Ben Lindbergh, left, and Sam Miller, right, will be writing a book about their upcoming season with the Sonoma Stompers. The duo will join the front office as the first ever baseball operations staff.Danielle Putonen/Sonoma Stompers

Ben Lindbergh, left, and Sam Miller, right, will be writing a book about their upcoming season with the Sonoma Stompers. The duo will join the front office as the first ever baseball operations staff.

Danielle Putonen/Sonoma Stompers

Theo Fightmaster, General Manager

The Sonoma Stompers Baseball Club has announced two additions to the club’s baseball operations department. Ben Lindbergh and Sam Miller, two of the nation’s foremost analysts on advanced statistics and baseball analytics, will implement strategy through cutting edge data-driven metrics, advanced scouting and bold, progressive ideas. The two writers will chronicle the 2015 season for the independent team that competes in the Pacific Association of Professional Baseball Clubs in Northern California. Along the way they will tell the stories of the players, management and the league. They will also devise and implement strategies based on their analytical findings. Their story will be told in a book, tentatively titled “The Baseball Sandbox,” to be published by Henry Holt in 2016.

Lindbergh is a staff writer for Grantland, where he writes about baseball and dabbles in pop-culture coverage. He also co-hosts and produces Effectively Wild, the daily Baseball Prospectus podcast. He was formerly the editor-in-chief of Baseball Prospectus and an on-air contributor to MLB Network; and has also worked for the Elias Sports Bureau, Bloomberg Sports, and multiple MLB teams. He lives in New York.

Miller is the current editor-in-chief of Baseball Prospectus, the co-editor of the Baseball Prospectus Annual, and a contributing writer at ESPN the Magazine. He also co-hosts Effectively Wild. He previously worked as a news reporter covering local government and education in Southern California, but he got his start in baseball sending unrealistic trade proposals to the San Francisco Giants' General Manager in the late 1980s. He lives on the San Francisco peninsula with his wife and daughter.

"Sam and I have been brainstorming for years about what we would do if someone put us in charge of a professional baseball team,” Lindbergh said. “We look forward to finding out which of our ideas make sense and, more importantly, which ones are wrong."

Added Miller, “Independent baseball is a tremendously important part of the sport. It provides something special and irreplaceable for the fans, for the players, and for the local communities that support these teams.
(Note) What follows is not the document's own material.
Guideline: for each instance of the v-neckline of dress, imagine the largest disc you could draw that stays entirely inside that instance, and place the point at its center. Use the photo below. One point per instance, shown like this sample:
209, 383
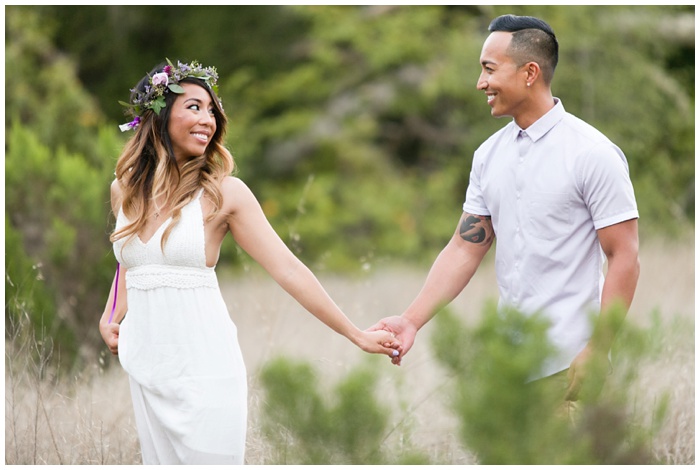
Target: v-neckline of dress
138, 236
We’re excited to see this independent league play a historic role in the advancement of baseball strategy and analysis.”

Stompers’ brass was first approached with this idea last fall, and was very receptive to the proposal.

“This is a truly exciting adventure for us,” said Theo Fightmaster, Stompers General Manager. “Not only will this give us two of the game’s sharpest minds, but it will offer us a competitive advantage, and give us a chance to make genuine contributions to the game of baseball. Furthermore, this will and add credibility to our organization and our league. I’m thrilled to have the opportunity to work alongside Ben and Sam this summer.”